The data you get from the point of sale can be used to find out what is being purchased and by whom. Knowing likes and dislikes means you can offer an expanded selection of a particular type of product, know how to group products together, and more generally target merchandise to maximize customer loyalty.
Other professionals in the field agree that the future of customer relationship marketing lies in making the best use of whatever information you collect -- which few retailers practice at present.
Glen Hausfater, managing partner of the Chicago-based Partners In Loyalty Marketing, is one of them.
"For many years now, virtually every grocery chain has been selling groceries to people having no idea who these people are," he said.
"The major element of faith is if you look at most research and ask what it is that most promotes loyalty. The top answer is 'the physical store,"' he said, underscoring the potential for information technology to change the very design of retail outlets in the future.
While he is aware of the prevalence of card-based marketing and promotional programs, he said it is only recently that more innovative retail chains have begun to tap their potential.
"The extent to which retailers can use their card data to make their stores better -- that is where we have the most room for improvement," Hausfater said.
Strangely enough, the more innovative retailers now are the smaller ones like Foodtown and Remke, he said.
"I don't think that any large retailer feels that their card program has turned around their business," he said. "It's tricky when you have 1,100 stores and you've got to get all your managers to do the same thing."
Indeed, with the most inertia usually being present in the largest objects, it is not surprising that larger firms feel less intense pressure to get full value from card programs.
"Most retailers did not make an enormous investment in their loyalty programs," he said. "Most did not do a vigorous analysis of whether it paid for them."

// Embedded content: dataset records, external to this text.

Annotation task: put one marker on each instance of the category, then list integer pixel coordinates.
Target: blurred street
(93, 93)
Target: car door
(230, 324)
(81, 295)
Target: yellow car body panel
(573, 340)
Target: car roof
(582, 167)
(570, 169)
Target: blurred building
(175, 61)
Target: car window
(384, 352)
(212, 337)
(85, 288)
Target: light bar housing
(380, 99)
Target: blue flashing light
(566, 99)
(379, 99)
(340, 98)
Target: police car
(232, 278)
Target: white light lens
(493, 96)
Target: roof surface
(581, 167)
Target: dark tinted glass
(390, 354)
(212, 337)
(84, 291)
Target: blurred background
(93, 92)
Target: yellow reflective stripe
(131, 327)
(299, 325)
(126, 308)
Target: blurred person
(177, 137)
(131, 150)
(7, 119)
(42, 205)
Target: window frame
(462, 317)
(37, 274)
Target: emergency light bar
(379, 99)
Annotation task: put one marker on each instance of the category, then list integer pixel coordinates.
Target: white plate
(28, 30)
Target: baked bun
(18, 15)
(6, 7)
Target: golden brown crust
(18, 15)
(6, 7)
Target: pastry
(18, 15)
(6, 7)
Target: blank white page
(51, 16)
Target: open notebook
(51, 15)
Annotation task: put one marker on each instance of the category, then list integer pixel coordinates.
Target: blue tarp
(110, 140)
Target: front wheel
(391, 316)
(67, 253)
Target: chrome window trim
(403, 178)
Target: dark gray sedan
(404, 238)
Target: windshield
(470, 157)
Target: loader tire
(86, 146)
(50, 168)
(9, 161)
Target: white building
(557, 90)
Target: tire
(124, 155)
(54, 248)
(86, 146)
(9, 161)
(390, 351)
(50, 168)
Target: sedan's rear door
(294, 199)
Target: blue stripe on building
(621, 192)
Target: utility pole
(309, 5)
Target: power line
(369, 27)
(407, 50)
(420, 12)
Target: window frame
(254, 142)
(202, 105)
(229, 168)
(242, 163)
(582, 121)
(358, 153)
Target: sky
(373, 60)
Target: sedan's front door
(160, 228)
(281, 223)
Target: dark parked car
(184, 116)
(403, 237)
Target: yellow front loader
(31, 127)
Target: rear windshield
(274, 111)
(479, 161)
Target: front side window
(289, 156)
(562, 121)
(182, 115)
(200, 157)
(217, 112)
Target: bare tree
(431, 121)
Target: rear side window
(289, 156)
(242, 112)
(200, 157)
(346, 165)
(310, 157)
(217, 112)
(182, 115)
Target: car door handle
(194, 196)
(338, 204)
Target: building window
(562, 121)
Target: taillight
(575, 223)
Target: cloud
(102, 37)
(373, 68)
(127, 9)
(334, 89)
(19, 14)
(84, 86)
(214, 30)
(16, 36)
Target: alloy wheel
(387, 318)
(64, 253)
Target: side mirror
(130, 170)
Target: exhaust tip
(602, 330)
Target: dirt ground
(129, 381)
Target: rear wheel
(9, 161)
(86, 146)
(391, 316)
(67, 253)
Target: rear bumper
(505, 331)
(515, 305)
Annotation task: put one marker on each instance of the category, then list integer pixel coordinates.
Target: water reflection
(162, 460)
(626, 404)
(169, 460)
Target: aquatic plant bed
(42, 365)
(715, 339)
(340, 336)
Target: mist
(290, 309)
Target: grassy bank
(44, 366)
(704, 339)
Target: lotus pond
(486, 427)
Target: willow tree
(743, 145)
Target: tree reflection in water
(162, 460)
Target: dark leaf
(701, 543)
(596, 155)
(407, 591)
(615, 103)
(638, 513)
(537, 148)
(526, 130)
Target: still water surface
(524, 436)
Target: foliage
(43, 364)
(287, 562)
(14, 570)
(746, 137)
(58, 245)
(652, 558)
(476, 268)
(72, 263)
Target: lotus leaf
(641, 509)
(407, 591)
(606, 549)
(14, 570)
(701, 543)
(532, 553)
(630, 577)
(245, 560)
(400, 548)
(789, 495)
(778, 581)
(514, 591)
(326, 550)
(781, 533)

In these cases, the consultant must often start out small. "We talk to them, help them segment their customers and realize the potential for increased sales," Hausfater says. "It's reality that you don't have a 100% share of somebody's wallet," said Katz. "If you can eliminate one shopping trip to the competitor, it increases your sales."
And the reality of much of the new technology that's available means that retailers have powerful tools for communicating directly with customers.
"We treat our top shoppers very well," said Katz. "We communicate to these customers through our technology."
Indeed, "top shoppers" at one of PSK's Foodtowns will find that not all the technology aimed at them is hidden behind the scenes. Checkout counters have "extra-wide thermal printers" that are electronically alerted to the presence of frequent shoppers, printing out promotional fliers and messages along with bonus points.
Cashiers at a PSK Foodtown have a "loyal level" display in front of them, a small screen that alerts them to the presence of a "level one, two or three shopper." As per standing procedure, the manager's name is called out, secret gestures and meaningful glances are exchanged, the cashier discreetly telling the manager in this way to come over and have a chat with those customers the store has most reason to welcome.
And, yes, the data can be mined in a high-tech way to achieve even old-fashioned results.
As in the practice of getting every one of Katz's top 500 customers one dozen long-stemmed red roses delivered to his or her home every Valentine's Day.